Tunisia extends state of emergency by three months

A policemen looks through a binocular during a military operation to eliminate militants in a village some 50 km (31 miles) from the town of Ben Guerdane, Tunisia, near the Libyan border, March 10, 2016.


Tunisia on Tuesday extended by three months a state of emergency imposed after a November suicide bombing claimed by ISIS killed 12 presidential guards.

President Beji Caid Essebsi “has decided after consultations… to extend the state of emergency for a period of three months from March 23,” his office said in a statement that came two weeks after another attack blamed on jihadists near the border with Libya.

This month’s attack on police and army posts in the town of Ben Guerdane left seven civilians and 13 security personnel dead.
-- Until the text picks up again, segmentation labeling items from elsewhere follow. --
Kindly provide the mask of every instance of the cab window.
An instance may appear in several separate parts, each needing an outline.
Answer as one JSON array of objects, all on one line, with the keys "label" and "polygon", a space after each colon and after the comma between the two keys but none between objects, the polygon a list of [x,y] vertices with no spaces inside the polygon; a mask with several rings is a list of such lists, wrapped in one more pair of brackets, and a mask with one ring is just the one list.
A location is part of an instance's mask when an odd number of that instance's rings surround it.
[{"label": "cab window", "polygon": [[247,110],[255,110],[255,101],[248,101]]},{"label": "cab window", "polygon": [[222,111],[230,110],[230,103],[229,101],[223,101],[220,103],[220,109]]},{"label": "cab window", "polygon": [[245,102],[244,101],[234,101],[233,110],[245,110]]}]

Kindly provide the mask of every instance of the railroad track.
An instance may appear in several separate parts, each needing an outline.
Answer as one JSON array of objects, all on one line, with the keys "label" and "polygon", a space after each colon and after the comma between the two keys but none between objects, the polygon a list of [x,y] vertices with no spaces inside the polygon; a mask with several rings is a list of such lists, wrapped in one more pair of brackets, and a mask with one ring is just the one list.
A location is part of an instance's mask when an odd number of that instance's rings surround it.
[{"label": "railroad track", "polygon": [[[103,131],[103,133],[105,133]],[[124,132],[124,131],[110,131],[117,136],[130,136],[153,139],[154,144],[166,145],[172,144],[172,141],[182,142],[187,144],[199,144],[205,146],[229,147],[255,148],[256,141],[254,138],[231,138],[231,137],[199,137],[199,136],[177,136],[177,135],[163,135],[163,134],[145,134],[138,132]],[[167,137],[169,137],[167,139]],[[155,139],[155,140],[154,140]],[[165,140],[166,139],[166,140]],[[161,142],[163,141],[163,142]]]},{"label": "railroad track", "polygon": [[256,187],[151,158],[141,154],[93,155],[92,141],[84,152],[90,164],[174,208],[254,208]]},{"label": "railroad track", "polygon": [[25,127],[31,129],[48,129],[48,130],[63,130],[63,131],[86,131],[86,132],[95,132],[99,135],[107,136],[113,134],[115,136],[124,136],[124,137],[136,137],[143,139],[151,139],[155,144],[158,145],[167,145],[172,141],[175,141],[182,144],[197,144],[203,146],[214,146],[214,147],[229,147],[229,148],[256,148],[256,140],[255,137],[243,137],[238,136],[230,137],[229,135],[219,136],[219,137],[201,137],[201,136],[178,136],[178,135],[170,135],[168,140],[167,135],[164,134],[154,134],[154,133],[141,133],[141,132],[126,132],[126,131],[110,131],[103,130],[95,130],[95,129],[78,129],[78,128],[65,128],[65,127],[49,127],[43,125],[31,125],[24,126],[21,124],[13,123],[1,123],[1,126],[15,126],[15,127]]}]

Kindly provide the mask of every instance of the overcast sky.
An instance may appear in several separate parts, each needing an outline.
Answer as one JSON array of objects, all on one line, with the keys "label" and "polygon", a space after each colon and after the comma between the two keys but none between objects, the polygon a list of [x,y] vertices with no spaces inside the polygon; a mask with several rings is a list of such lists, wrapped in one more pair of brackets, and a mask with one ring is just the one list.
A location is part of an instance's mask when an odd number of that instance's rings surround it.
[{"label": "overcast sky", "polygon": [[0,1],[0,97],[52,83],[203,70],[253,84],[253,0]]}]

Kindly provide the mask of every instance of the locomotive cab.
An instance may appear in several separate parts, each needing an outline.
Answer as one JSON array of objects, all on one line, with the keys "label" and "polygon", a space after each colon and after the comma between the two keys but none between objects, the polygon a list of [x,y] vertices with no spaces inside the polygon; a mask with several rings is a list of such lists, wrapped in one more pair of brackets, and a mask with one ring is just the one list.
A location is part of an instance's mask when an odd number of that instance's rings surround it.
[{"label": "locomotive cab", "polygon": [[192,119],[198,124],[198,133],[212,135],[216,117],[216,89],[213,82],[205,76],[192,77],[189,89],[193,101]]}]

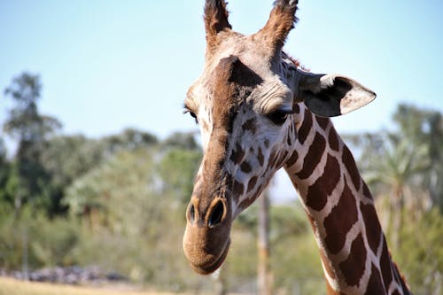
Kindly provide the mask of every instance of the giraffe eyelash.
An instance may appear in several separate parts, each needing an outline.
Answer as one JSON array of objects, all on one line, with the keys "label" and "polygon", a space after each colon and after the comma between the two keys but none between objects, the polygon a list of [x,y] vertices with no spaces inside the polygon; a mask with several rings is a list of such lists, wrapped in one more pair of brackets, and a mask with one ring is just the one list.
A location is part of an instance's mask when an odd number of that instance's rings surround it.
[{"label": "giraffe eyelash", "polygon": [[198,125],[198,120],[197,119],[197,115],[194,112],[192,112],[189,107],[187,107],[186,105],[184,106],[184,109],[183,109],[183,113],[189,113],[192,118],[194,118],[195,120],[195,122],[197,125]]}]

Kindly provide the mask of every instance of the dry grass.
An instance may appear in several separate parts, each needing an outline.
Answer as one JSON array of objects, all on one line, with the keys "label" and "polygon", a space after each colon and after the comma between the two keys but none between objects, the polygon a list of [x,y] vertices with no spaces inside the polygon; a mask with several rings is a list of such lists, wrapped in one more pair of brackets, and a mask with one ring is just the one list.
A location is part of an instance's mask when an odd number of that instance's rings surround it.
[{"label": "dry grass", "polygon": [[0,295],[170,295],[154,291],[119,290],[120,288],[93,288],[30,283],[0,277]]}]

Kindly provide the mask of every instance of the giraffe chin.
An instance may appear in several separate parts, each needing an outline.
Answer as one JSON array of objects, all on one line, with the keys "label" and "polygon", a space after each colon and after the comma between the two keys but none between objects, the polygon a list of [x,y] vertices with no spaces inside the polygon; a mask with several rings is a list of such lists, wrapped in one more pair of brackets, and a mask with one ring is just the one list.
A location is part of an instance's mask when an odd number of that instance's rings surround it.
[{"label": "giraffe chin", "polygon": [[217,258],[217,260],[215,261],[214,261],[214,262],[211,261],[211,262],[206,263],[205,265],[199,265],[199,266],[193,265],[192,263],[190,263],[190,267],[192,268],[192,269],[196,273],[198,273],[199,275],[207,276],[207,275],[214,273],[215,270],[217,270],[222,266],[222,264],[223,264],[226,257],[228,256],[228,252],[229,251],[229,245],[230,245],[230,239],[228,240],[228,243],[226,244],[226,246],[225,246],[223,252]]}]

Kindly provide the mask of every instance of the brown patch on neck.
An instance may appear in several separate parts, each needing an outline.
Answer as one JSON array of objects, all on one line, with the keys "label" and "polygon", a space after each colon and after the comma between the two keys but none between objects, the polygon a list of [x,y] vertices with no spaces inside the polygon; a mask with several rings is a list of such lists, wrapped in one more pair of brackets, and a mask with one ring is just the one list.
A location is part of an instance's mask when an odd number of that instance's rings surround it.
[{"label": "brown patch on neck", "polygon": [[347,171],[349,172],[349,176],[354,183],[354,187],[355,190],[360,190],[360,186],[361,182],[361,177],[360,176],[360,172],[357,168],[357,165],[355,164],[355,160],[351,153],[351,151],[347,148],[347,146],[343,147],[343,163],[345,164]]},{"label": "brown patch on neck", "polygon": [[347,186],[345,178],[345,188],[340,199],[323,221],[323,226],[326,229],[324,242],[331,254],[335,255],[340,252],[346,241],[347,232],[357,221],[355,197]]},{"label": "brown patch on neck", "polygon": [[337,159],[328,154],[323,174],[307,189],[307,206],[316,211],[324,207],[328,196],[332,193],[340,180],[339,169]]},{"label": "brown patch on neck", "polygon": [[363,203],[360,203],[360,211],[363,216],[368,244],[372,252],[377,255],[377,250],[380,245],[382,227],[378,221],[376,208],[372,204],[364,205]]},{"label": "brown patch on neck", "polygon": [[326,140],[318,132],[315,133],[313,143],[303,160],[303,167],[297,173],[299,179],[309,177],[322,159],[326,147]]},{"label": "brown patch on neck", "polygon": [[358,285],[360,279],[363,276],[366,255],[367,252],[364,246],[363,236],[361,233],[351,245],[347,259],[339,264],[341,273],[349,286]]},{"label": "brown patch on neck", "polygon": [[368,282],[368,287],[366,288],[365,295],[386,294],[388,288],[389,286],[384,288],[380,272],[376,268],[376,266],[372,264],[372,268],[370,269],[370,277],[369,281]]}]

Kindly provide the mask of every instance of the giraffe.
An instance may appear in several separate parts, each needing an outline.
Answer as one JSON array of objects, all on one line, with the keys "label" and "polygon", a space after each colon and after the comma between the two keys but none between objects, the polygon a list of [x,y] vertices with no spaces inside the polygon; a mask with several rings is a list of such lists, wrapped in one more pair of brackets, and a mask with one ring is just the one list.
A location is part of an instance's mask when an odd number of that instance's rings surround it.
[{"label": "giraffe", "polygon": [[297,5],[276,0],[263,28],[244,35],[232,30],[224,0],[206,1],[205,67],[184,101],[204,150],[185,256],[197,273],[215,271],[232,222],[283,167],[312,225],[328,294],[409,294],[368,186],[329,119],[376,94],[340,74],[308,73],[283,51]]}]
Forty-nine militants have been killed by security forces in clashes immediately following the attacks and in subsequent raids.

The North African country has suffered from a wave of militant attacks in recent years, as it has struggled to curb a rise in extremism since the 2011 revolution that ousted longtime dictator Zine El Abidine Ben Ali.

Last year ISIS claimed responsibility for attacks on the Bardo museum in Tunis and a popular resort hotel that killed 59 tourists in total, as well as the suicide bombing that killed the presidential guards.

The state of emergency has been repeatedly extended since November. The last extension, on February 22, was for a period of one month.

Tunisia was Tuesday hosting talks with other countries neighboring Libya on the threat posed by the growing IS presence in the lawless North African nation.